Lesson five
Fue una de esas decisiones apresuradas que se toman de cuando en cuando, con resultados diversos que no suelen influir al momento de verte envuelta en otro impulso igual de alocado.
Fue una de esas decisiones apresuradas que se toman de cuando en cuando, con resultados diversos que no suelen influir al momento de verte envuelta en otro impulso igual de alocado.
En muchas oportunidades he manifestado indiferencia y a
veces hasta rechazo a viajar. Movilizarme de una ciudad a otra por ocio o
trabajo no es de mi agrado y no necesito de buenas o malas experiencias para
saber que esa actividad no es para mí. Sin embargo, cierto lamentable suceso me
“obligó” a tomar acciones rápidas e iniciar una travesía que no debía durar más
de día y medio, pero que se prolongó hasta los cuatro más angustiosos, tristes
y solitarios días de mi última década de vida.
Partí rumbo al sur por la noche, con el corazón encogido y
con la expectativa de acompañar a una de las personas más importantes de mi
vida en uno de sus momentos más difíciles. No hubo preparación, mi equipaje
consistía en una Coca Cola helada y unas galletas que no toqué hasta después de
20 horas, más por un tema de querer librarme del bulto que por hambre. Mi poco
conocimiento sobre climas más mi apuro, hizo que la vestimenta cubriera lo
básico para sobrevivir a una temperatura promedio en el invierno limeño.
Ya instalada en el asiento 23, al lado de la ventana, empecé
a hacer un recuento del alborotado día que tuve, la incómoda conversación con
el jefe para explicarle el permiso que solicitaba, la angustia de movilizarme
en el tránsito capitalino (primero en auto, luego a pie), la alistada en tiempo
récord, las miradas contrariadas de Buba,
Fendi, Michi y Engendrito que no
entendían que no les diera su vueltita y me fuera sin más, la amena
conversación que tuve con el taxista que me llevó al terminal y la despedida
con mi madre y tía que hicieron todo el asunto muy ceremonioso y algo dramático.

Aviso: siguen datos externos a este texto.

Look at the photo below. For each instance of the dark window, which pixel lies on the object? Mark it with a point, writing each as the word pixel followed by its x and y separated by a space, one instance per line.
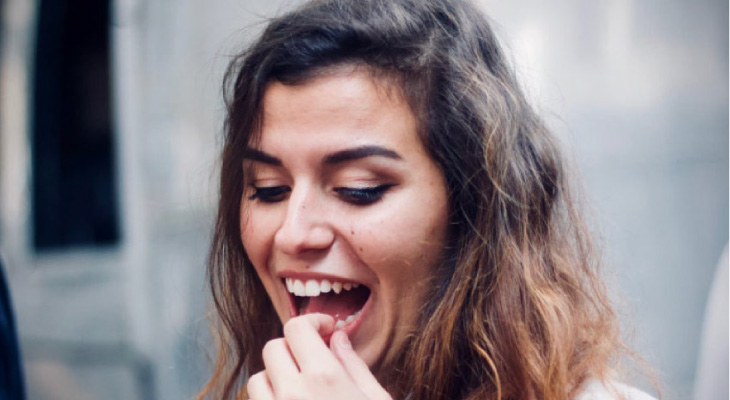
pixel 74 191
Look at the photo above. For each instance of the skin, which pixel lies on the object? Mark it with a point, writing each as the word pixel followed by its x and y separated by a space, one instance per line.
pixel 300 218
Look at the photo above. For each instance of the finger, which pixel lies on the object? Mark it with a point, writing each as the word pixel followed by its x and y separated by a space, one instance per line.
pixel 259 387
pixel 356 367
pixel 281 368
pixel 304 334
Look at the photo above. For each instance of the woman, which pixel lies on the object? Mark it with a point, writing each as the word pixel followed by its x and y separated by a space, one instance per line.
pixel 394 219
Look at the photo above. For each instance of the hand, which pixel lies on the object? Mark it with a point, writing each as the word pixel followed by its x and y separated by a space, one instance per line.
pixel 300 365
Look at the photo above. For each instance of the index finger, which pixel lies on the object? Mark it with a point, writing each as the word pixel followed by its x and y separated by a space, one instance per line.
pixel 306 335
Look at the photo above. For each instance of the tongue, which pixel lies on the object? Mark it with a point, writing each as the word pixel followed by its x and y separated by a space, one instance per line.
pixel 340 306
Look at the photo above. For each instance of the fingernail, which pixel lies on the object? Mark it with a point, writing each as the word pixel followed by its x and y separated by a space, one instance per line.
pixel 345 341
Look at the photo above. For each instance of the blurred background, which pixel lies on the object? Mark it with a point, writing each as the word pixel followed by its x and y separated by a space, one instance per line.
pixel 110 123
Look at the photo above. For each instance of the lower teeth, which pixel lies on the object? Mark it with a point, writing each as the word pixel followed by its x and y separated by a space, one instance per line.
pixel 340 323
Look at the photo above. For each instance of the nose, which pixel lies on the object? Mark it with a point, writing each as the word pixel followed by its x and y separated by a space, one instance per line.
pixel 305 226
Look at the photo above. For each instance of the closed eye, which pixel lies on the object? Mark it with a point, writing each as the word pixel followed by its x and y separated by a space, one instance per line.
pixel 363 196
pixel 270 194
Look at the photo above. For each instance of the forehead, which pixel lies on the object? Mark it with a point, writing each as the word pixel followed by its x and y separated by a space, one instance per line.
pixel 341 108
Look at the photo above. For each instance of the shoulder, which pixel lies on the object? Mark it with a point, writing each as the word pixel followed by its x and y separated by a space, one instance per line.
pixel 611 390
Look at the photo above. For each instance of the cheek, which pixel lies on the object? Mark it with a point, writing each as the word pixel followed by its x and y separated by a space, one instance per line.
pixel 255 238
pixel 403 243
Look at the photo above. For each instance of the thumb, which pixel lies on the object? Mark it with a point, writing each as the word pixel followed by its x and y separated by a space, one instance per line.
pixel 356 367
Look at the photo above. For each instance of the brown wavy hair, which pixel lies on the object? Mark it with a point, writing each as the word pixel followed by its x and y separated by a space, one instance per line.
pixel 517 310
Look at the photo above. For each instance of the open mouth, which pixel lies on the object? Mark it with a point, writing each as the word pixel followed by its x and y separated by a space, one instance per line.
pixel 344 301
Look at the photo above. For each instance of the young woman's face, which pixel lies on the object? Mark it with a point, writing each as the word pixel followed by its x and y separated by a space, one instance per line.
pixel 345 214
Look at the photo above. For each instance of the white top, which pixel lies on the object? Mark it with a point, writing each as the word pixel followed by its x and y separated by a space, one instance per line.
pixel 597 390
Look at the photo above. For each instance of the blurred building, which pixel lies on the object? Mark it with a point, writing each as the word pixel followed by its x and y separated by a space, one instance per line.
pixel 110 120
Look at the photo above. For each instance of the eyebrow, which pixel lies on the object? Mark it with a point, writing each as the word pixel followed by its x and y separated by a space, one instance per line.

Lo que menos esperaba de este viaje era una lección. La
obviedad del asunto, siendo la muerte de esos absolutos que no dan lugar a
réplica, me había preparado para entender que tenemos un tiempo limitado y debemos
aprovecharlo al máximo; pero este viaje me llevó más allá de lo geográfico y
me hizo reflexionar sobre lo que estaba haciendo conmigo y mi tiempo en este
mundo, la huella que dejaría si me fuera mañana, los logros obtenidos, la
felicidad experimentada, las abundantes frustraciones, los eternos pendientes, los clásicos imposibles….
¡Hay tanto por hacer!
So
you're not gonna crack, no you're never gonna crack
A que no se ve linda con colitas, gorra y mandándote a la mierda en el 02:38 :)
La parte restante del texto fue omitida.